Tuesday, November 01, 2011

The Steve Jobs biography

Walter's Isaacon's biography of Steve Jobs is big (a fact I didn't really appreciate untilI I saw the physical book in my local bookstore). At over 600 pages it doesn't lend itself to rapid reading. However, it's certainly worth the effort.

The historical detail on the personal computer industry is fascinating. Jobs was ideally situated in time and place at a nexus where technology, much of it funded by US military expenditure, was becoming sufficiently sophisticated and accessible to enable truly revolutionary developments. Companies like Hewlett-Packard, Westinghouse, Intel and Fairchild were locals. (A young Jobs phoned HP CEO Bill Hewlett when he needed some parts, and ended up working for the company in a junior role.)

Steve Wozniak and others were building rough-and-ready machines that they showcased to their friends. Jobs had the business acumen to see that there was a market beyond the special-interest groups.

Jobs was also at another nexus, that of technology and the liberal arts, and this was a space he consciously and deliberately occupied throughout his adult life.

Of course the book is not primarily about technology, but about Jobs, and the author provides plenty of detail about his origins, including the fact that he was adopted, and that he had a full sister whom he met only as an adult. There is some discussion of whether Jobs' need for control and his tendency to latch onto father figures had their origin in a sense of abandonment.

Jobs learned at least some of his desire for perfection in design from his engineer father's focus on craftsmanship. His father taught him that it was important to craft properly even the parts you could not see, such as the backs of cabinets. Later, Jobs would insist that the internal parts of Apple devices were pleasing to look at, rejecting for example a circuit board in which the lines were not straight. We might consider it obsessive, but this perfectionism is very much at the core of what made Apple such a successful company.

From a user experience perspective, the book is fascinating. An early partner in Apple, Mark Markkula, wrote "The Apple Marketing Philosophy" which stressed empathy, focus and imputation. The need to impute - to assign a value by inference - was enormously influential. Jobs embraced the concept, and it is apparent in the attention to detail, presentation and branding that has epitomised Apple for most of its existence. For example, the packaging on your new MacBook Air or iPhone imputes the quality of the machine it contains. The little folded cloth that came with your iMac is not just a nice touch, but the essence of how Apple would attempt to communicate a message not only through the product itself, but through the entire customer experience.

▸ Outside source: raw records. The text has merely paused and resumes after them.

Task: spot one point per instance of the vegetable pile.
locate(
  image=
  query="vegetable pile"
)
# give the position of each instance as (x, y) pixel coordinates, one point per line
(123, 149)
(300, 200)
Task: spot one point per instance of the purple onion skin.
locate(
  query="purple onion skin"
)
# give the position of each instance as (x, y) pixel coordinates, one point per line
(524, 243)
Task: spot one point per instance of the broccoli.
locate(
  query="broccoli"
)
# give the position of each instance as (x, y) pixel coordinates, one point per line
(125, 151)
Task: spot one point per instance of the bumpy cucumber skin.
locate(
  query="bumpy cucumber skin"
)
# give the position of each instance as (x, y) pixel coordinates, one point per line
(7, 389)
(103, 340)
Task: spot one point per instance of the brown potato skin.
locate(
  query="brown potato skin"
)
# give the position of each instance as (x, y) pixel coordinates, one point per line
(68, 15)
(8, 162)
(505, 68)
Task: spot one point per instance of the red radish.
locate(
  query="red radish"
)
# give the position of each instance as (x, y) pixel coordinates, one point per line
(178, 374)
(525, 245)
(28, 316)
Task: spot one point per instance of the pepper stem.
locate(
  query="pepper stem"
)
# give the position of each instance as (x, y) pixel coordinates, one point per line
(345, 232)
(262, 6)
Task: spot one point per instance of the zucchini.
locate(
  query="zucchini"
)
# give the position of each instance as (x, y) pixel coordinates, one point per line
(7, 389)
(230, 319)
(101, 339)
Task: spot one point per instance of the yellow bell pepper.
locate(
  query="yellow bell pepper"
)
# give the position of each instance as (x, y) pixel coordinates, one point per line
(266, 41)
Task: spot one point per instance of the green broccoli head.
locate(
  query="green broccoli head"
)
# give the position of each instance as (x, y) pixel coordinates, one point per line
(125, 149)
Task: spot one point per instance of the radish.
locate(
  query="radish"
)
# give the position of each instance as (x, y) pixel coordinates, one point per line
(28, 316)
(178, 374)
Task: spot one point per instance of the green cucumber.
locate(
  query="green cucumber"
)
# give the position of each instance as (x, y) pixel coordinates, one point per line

The book is full of fascinating stories (the lifelong interest in Zen, the interaction with Sculley, the relationship with Disney, the obsessive diets and issues of personal hygiene) and quotations ("I hate the way people use slide presentations instead of thinking." "We make progress by eliminating things, by removing the superfluous.") It's also an interesting exploration of two conflicting philosophies; open or closed systems. This is particularly relevant at the moment with the release of iCloud - will Apple be able to move the digital hub to the cloud, and still maintain a closed and controlled environment for its users?

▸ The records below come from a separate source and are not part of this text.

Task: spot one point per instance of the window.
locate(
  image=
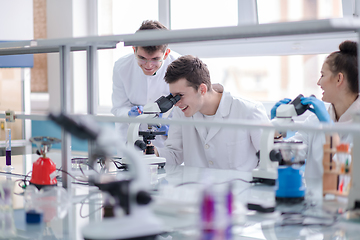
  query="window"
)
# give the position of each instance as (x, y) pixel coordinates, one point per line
(297, 10)
(262, 76)
(186, 14)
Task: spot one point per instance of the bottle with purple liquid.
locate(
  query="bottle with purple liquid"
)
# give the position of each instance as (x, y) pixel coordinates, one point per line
(8, 167)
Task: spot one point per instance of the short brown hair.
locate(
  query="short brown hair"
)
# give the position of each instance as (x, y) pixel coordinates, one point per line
(150, 25)
(191, 68)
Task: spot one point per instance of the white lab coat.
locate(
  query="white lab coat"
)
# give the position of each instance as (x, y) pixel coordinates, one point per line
(314, 141)
(131, 87)
(224, 148)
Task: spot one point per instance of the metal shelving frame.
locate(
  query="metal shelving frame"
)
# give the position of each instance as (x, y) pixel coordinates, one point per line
(155, 37)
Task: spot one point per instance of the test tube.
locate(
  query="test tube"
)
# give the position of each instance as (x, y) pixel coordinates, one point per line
(8, 146)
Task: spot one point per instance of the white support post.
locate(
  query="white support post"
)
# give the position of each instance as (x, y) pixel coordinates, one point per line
(92, 82)
(164, 13)
(65, 93)
(354, 194)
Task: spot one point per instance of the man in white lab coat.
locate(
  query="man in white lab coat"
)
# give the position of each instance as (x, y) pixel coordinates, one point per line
(202, 146)
(139, 79)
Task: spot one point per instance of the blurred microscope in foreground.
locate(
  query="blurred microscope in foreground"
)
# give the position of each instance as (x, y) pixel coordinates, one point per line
(130, 217)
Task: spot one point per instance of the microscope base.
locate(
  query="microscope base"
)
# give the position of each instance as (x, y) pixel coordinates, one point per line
(265, 176)
(138, 225)
(149, 159)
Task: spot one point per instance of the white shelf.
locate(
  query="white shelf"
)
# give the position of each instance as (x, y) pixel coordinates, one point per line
(251, 33)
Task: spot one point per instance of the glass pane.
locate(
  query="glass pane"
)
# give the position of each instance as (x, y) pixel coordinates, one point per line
(297, 10)
(187, 14)
(268, 78)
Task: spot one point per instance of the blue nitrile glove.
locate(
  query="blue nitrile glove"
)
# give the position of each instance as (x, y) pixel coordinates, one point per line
(318, 108)
(273, 109)
(163, 127)
(135, 111)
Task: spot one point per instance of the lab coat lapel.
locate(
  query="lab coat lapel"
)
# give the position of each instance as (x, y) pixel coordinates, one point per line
(222, 112)
(200, 129)
(213, 130)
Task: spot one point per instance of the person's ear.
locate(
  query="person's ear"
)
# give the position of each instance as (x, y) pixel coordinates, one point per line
(203, 89)
(340, 78)
(167, 52)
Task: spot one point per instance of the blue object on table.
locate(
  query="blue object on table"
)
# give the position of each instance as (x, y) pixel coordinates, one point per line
(135, 111)
(33, 216)
(289, 185)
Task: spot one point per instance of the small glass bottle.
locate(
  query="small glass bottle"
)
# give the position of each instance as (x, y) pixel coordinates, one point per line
(343, 158)
(8, 167)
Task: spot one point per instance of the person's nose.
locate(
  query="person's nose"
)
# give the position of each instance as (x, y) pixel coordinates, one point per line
(178, 103)
(318, 83)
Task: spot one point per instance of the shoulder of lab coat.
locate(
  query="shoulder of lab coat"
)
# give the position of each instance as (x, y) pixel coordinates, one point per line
(313, 152)
(229, 108)
(130, 88)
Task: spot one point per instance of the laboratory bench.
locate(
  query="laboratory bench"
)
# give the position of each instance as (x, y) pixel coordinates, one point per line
(177, 192)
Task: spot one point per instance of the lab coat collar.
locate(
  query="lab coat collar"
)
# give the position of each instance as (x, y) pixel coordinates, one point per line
(348, 115)
(222, 112)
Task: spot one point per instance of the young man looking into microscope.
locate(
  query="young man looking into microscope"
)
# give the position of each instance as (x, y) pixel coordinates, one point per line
(202, 146)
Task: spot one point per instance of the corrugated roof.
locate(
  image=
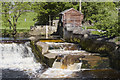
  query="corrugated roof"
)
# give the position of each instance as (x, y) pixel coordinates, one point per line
(69, 10)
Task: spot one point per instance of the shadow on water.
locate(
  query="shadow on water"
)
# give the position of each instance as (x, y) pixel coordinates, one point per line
(8, 74)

The author is clearly sympathetic to Jobs the person, although he doesn't shy from discussing his negative and destructive characteristics. Jobs was frequently bullying in his behaviour. His focus on delivering a high-quality user experience didn't often extend to the people he had to deal with. He could be cold, hostile, destructive or distant.

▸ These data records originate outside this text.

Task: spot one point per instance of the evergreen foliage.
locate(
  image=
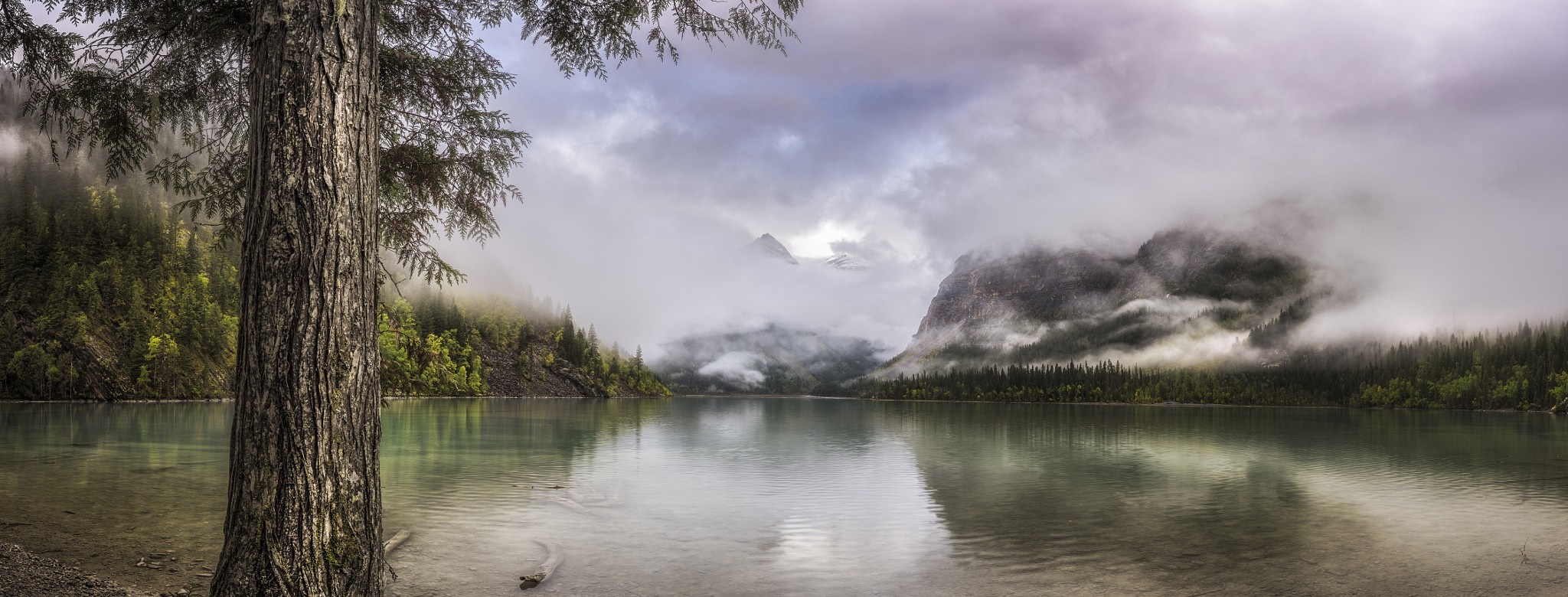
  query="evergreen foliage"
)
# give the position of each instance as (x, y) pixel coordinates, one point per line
(110, 295)
(1521, 370)
(151, 68)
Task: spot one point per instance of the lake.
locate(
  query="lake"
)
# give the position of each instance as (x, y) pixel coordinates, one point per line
(842, 497)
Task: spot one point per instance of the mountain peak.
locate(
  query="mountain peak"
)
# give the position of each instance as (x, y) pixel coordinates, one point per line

It's a telling point that when he was close to death, he told the author that the reason why he'd cooperated with the biography, despite being worried about it, was that "I wanted my kids to know me. I wasn't always there for them, and I wanted them to know why and to understand what I did."

The book is thorough, and reading it will take you on a journey though a great deal of key moments and decisions in the recent history of IT, personal computing, movies, music and publishing. I forgave its length because none of the content was irrelevant. It is well structured and clearly written.

It's also an important book, because Jobs and the people with whom collaborated, or with whom he competed or fought, have been key drivers of the technology that now pervades our environment.